George was beginning, but the other stopped him.
“Quite. Exactly. I shouldn’t wonder. And
now,” said the specialist, “what precisely is the trouble? No,” he added,
hastily, as George inflated his lungs,” don’t sing it. Write the particulars on
this piece of paper.”
George did so.
“H’m!” said the specialist, examining the
screed. “You wish to woo, court, and become betrothed, engaged, affianced to
this girl, but you find yourself unable, incapable, incompetent, impotent, and
powerless. Every time you attempt it, your vocal cords fail, fall short, are
insufficient, wanting, deficient, and go blooey.”
George nodded.
“A not unusual case. I have had to deal
with this sort of thing before. The effect of love on the vocal cords of even a
normally eloquent subject is frequently deleterious. As regards the habitual
stammerer, tests have shown that in ninety-seven point five six nine recurring
of cases the divine passion reduces him to a condition where he sounds like a
soda-water siphon trying to recite
Gunga Din
. There is only one cure.”
“W-w-w-w-w—?” asked George.
“I will tell you. Stammering,” proceeded
the specialist, putting the tips of his fingers together and eyeing George
benevolently, “is mainly mental and is caused by shyness, which is caused by
the inferiority complex, which in its turn is caused by suppressed desires or
introverted inhibitions or something. The advice I give to all young men who
come in here behaving like soda-water siphons is to go out and make a point of
speaking to at least three perfect strangers every day. Engage these strangers
in conversation, persevering no matter how priceless a chump you may feel, and
before many weeks are out you will find that the little daily dose has had its
effect. Shyness will wear off, and with it the stammer.”
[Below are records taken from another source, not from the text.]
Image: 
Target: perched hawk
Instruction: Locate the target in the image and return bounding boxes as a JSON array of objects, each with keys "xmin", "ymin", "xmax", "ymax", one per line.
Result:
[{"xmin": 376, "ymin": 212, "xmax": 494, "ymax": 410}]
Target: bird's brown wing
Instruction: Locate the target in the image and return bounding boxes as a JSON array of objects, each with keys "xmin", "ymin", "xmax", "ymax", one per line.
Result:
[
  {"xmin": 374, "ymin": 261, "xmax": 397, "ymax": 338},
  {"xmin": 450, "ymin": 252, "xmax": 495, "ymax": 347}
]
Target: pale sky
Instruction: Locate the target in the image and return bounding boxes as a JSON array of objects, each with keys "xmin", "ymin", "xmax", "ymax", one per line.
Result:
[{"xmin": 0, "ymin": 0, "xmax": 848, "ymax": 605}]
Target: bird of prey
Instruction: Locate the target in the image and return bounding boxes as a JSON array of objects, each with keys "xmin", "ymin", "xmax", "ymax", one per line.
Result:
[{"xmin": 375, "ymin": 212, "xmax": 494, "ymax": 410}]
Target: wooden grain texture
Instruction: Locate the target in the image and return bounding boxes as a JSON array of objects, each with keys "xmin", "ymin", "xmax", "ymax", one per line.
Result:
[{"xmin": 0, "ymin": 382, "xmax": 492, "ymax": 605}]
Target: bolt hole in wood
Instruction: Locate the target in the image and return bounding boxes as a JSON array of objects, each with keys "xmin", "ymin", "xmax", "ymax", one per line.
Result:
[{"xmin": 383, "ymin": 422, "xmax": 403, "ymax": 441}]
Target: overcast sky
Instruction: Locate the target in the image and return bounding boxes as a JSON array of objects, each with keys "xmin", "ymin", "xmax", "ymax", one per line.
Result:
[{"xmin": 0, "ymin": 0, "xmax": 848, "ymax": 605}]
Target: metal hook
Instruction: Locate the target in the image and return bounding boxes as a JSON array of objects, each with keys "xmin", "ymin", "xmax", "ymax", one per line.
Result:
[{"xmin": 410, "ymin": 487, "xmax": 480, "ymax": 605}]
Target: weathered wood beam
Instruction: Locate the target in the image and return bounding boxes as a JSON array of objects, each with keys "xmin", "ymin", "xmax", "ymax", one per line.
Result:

And, having requested the young man— in a
voice of the clearest timbre, free from all trace of impediment—to hand over a
fee of five guineas, the specialist sent George out into the world.
The more George thought about the advice he
had been given, the less he liked it. He shivered in the cab that took him to
the station to catch the train back to East Wobsley. Like all shy young men, he
had never hitherto looked upon himself as shy— preferring to attribute his
distaste for the society of his fellows to some subtle rareness of soul. But
now that the thing had been put squarely up to him, he was compelled to realise
that in all essentials he was a perfect rabbit. The thought of accosting
perfect strangers and forcing his conversation upon them sickened him.
But no Mulliner has ever shirked an
unpleasant duty. As he reached the platform and strode along it to the train,
his teeth were set, his eyes shone with an almost fanatical light of
determination, and he intended before his journey was over to conduct three
heart-to-heart chats if he had to sing every bar of them.
The compartment into which he had made his
way was empty at the moment, but just before the train started a very large,
fierce-looking man got in. George would have preferred somebody a little less
formidable for his first subject, but he braced himself and bent forward. And,
as he did so, the man spoke.
“The wur-wur-wur-wur-weather,” he said, “sus-sus-seems
to be ter-ter-taking a tur-tur-turn for the ber-ber-better, der-doesn’t it?”
George sank back as if he had been hit
between the eyes. The train had moved out of the dimness of the station by now,
and the sun was shining brightly on the speaker, illuminating his knobbly
shoulders, his craggy jaw, and, above all, the shockingly choleric look in his
eyes. To reply “Y-y-y-y-y-y-y-yes” to such a man would obviously be madness.